Clemens von Wedemeyer’s video work ‘Walden’, realised in collaboration with students of FHNW, is one of the exhibition’s highlights. The video plays at the station of a funicular railway leading to forest above the city, and purports to explain the artist’s attempt to create a work for Utopics with local students. The students, believing more in the validity of their own expressions than submission to the authority of the established artist, have absconded to live in the woods and thence make furtive artistic interventions. Findings of these are included in the patchwork documentary, as is footage from searches for the students. Wedemeyer’s narrative illustrates how one person’s vision can dissatisfy others, and creates a legend of a lost community. Incidentally, one figure that features in the video is a middle-aged man dressed in sequinned clothes (and few of them) who emerges from a forest hut to wave his bottom at the camera. Up on the hillside, the same man can be encountered in the flesh, and his actions are once again provocative. Are this gentleman and the artist complicit? No, says the Utopics press office, the former is simply a squatter in the forest. However knowingly he participates, the meeting with someone who determines his existence outside of society is a bite of reality.
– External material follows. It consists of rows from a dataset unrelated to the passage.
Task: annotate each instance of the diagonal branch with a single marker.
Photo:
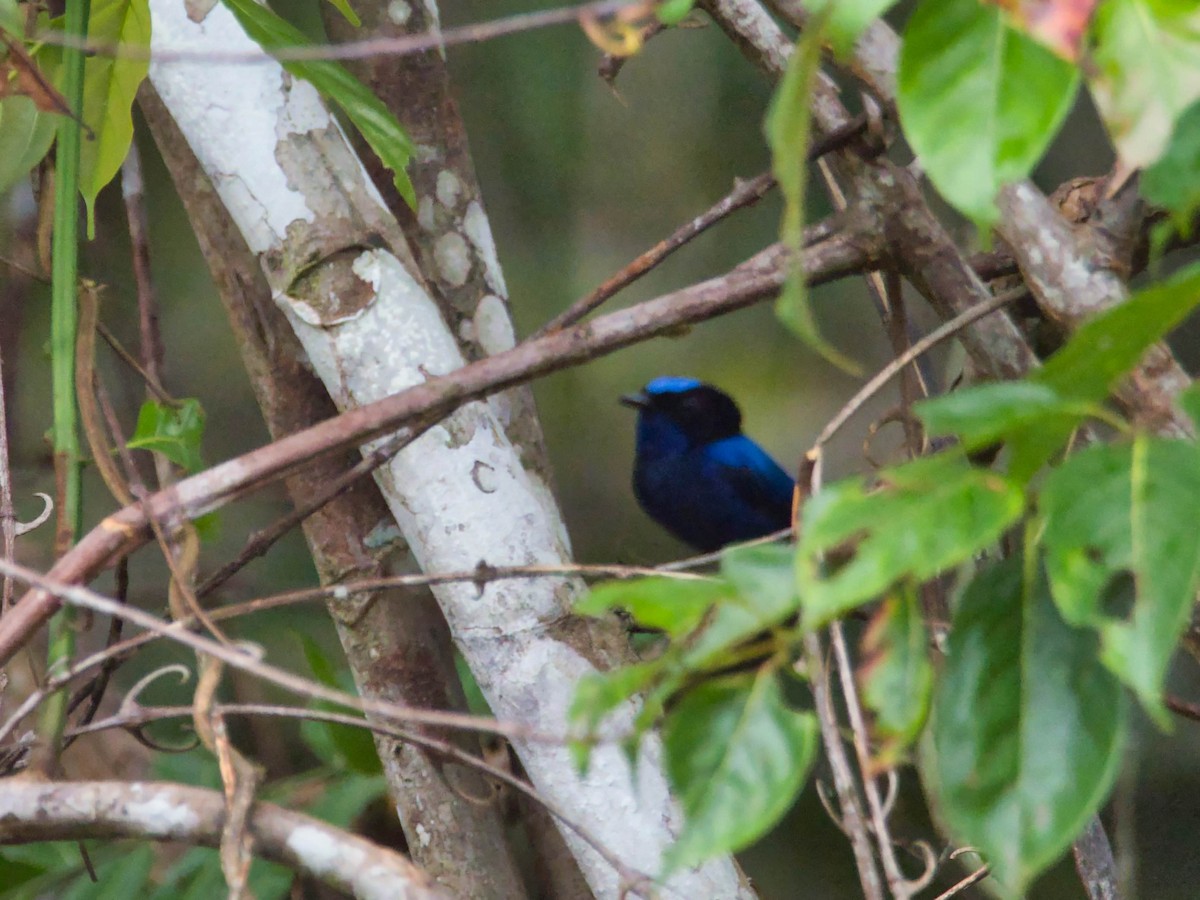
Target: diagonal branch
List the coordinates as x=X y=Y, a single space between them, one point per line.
x=75 y=810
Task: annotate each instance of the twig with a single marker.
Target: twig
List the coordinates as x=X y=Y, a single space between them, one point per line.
x=417 y=408
x=39 y=811
x=1095 y=863
x=970 y=881
x=231 y=655
x=744 y=193
x=897 y=881
x=7 y=511
x=263 y=540
x=843 y=778
x=144 y=715
x=924 y=345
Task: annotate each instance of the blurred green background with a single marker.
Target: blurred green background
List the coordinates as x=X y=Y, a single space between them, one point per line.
x=577 y=180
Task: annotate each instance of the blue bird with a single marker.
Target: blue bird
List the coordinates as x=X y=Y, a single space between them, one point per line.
x=696 y=474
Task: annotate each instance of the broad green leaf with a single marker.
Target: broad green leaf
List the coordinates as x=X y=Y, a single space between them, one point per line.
x=369 y=114
x=737 y=756
x=25 y=137
x=343 y=6
x=1174 y=181
x=984 y=414
x=927 y=516
x=787 y=127
x=1146 y=71
x=1103 y=349
x=763 y=583
x=339 y=745
x=174 y=431
x=765 y=580
x=1127 y=509
x=897 y=675
x=672 y=12
x=979 y=101
x=847 y=19
x=109 y=88
x=672 y=605
x=599 y=693
x=1027 y=727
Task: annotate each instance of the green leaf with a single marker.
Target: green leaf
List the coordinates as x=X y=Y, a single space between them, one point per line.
x=109 y=88
x=1174 y=181
x=1115 y=509
x=672 y=12
x=897 y=675
x=672 y=605
x=346 y=798
x=174 y=431
x=1145 y=71
x=1102 y=351
x=337 y=745
x=369 y=114
x=1027 y=727
x=979 y=101
x=927 y=516
x=984 y=414
x=737 y=756
x=25 y=137
x=343 y=6
x=847 y=19
x=599 y=693
x=787 y=127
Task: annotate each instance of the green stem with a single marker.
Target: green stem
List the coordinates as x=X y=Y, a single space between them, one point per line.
x=65 y=276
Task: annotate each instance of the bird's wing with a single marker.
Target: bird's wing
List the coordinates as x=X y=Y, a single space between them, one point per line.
x=759 y=480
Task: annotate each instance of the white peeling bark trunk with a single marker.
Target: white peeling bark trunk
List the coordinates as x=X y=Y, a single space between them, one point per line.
x=460 y=493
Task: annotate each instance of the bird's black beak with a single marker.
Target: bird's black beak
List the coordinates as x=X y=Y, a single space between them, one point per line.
x=637 y=401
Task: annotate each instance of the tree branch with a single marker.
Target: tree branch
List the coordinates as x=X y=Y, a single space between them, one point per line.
x=75 y=810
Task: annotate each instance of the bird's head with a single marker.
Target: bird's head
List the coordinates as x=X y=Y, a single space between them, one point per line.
x=676 y=413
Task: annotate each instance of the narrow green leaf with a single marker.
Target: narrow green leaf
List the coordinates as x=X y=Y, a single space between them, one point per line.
x=174 y=431
x=672 y=605
x=979 y=101
x=897 y=675
x=339 y=745
x=787 y=127
x=111 y=85
x=672 y=12
x=25 y=137
x=849 y=19
x=369 y=114
x=1174 y=181
x=1127 y=509
x=1027 y=727
x=737 y=756
x=927 y=516
x=343 y=6
x=1145 y=71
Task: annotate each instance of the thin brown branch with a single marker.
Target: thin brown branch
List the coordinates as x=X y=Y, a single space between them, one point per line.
x=75 y=810
x=924 y=345
x=144 y=715
x=415 y=409
x=233 y=657
x=852 y=821
x=1095 y=863
x=744 y=193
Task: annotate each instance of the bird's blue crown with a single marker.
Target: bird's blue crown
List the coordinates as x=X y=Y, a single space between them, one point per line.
x=671 y=384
Lamunière has curated a catholic assemblage of visionaries, whose ideas are practical and esoteric, spiritual and literal. In the catalogue he writes: ‘An individual can infiltrate the public sphere like a virus. The image he or she creates, or an avatar, can propagate and invade the globalised world.’ He is right, but what is great about Utopics is that in Bienne ideas meet with the stubborn fabric of life in a complex city, to succeed, fail or make no impression. Utopias are collective visions conceived of by individuals; how and why they cannot be realised is here as interesting as the visions themselves.